Si pone l’esigenza di tutelare da un lato la libertà e la dignità del lavoratore con la consapevolezza che spesso i controlli effettuati dal datore di lavoro tramite investigatori privati rappresentano uno strumento utile per accertare il compimento di un illecito da parte del dipendente; dovrebbero essere utilizzati, per evitare contestazioni, solo qualora non vi siano altri mezzi a disposizione della parte datoriale per il medesimo scopo, in ultima battuta quale extrema ratio.
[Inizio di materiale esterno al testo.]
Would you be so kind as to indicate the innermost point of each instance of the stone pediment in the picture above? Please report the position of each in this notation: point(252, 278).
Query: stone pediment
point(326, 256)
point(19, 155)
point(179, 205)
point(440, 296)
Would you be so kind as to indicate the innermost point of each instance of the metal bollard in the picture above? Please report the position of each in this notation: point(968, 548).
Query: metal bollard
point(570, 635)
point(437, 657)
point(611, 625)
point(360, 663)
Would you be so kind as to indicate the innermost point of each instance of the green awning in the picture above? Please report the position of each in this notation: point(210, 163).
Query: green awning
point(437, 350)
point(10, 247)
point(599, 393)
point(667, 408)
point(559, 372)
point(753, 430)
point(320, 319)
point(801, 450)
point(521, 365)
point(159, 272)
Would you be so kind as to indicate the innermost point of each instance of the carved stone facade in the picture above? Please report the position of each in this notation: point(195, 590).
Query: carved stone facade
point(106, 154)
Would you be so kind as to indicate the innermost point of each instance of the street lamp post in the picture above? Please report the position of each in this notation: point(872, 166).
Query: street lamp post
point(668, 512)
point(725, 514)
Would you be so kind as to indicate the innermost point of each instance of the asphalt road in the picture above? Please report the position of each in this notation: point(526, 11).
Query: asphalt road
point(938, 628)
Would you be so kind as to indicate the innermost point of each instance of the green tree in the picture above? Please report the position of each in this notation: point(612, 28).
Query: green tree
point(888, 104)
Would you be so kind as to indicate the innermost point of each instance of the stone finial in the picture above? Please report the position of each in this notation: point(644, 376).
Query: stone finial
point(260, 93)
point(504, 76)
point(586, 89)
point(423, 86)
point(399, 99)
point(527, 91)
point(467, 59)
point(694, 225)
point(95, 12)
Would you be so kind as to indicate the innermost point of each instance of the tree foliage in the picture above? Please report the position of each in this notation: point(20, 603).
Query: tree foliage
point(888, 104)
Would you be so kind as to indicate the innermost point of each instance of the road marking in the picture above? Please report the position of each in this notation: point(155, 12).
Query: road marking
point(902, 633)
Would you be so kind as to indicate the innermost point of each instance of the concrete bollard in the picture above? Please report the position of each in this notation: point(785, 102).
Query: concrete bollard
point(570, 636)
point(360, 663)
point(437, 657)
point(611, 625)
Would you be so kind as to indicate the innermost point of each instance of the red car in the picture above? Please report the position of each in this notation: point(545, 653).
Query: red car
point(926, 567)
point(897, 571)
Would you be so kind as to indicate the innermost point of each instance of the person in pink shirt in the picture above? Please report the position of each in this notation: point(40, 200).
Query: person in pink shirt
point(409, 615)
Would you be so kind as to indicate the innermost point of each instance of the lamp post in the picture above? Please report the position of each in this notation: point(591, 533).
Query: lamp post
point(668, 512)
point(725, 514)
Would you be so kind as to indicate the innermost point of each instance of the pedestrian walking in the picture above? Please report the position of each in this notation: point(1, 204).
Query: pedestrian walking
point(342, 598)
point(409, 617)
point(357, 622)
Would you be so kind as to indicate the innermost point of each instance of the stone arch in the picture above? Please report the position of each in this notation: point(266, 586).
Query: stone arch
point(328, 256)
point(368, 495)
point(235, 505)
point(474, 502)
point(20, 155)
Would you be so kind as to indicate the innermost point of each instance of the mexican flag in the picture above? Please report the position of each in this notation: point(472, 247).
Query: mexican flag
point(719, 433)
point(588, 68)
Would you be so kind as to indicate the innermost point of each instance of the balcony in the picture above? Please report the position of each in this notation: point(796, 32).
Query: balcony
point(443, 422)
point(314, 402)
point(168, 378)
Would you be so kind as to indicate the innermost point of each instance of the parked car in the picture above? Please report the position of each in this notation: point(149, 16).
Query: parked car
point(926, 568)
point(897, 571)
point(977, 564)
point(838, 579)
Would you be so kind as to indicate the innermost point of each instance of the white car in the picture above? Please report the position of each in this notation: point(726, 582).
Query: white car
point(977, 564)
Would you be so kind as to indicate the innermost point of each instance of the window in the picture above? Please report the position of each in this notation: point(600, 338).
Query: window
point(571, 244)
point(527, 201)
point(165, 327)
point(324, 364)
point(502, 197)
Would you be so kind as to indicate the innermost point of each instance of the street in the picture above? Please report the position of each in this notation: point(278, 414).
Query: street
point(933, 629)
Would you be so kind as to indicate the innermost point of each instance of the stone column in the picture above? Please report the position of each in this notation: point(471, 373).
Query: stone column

Cercando di riassumere i tratti salienti dell’analisi svolta tra le condizioni che possono legittimare il controllo eseguito a mezzo di investigatori privati rientrano le seguenti:
- il controllo non può avere ad oggetto il mero adempimento della prestazione lavorativa da parte del dipendente ma l’accertamento di eventuali condotte illecite tali da incidere sul patrimonio aziendale o integrare fattispecie criminose;
- il controllo deve svolgersi con modalità tali da non ledere la libertà e la dignità del lavoratore;
- l’attività di investigazione deve rivestire carattere occasionale e non sistematico e dovrebbe risultare indispensabile e non sostituibile con altro mezzo meno invasivo a disposizione del datore.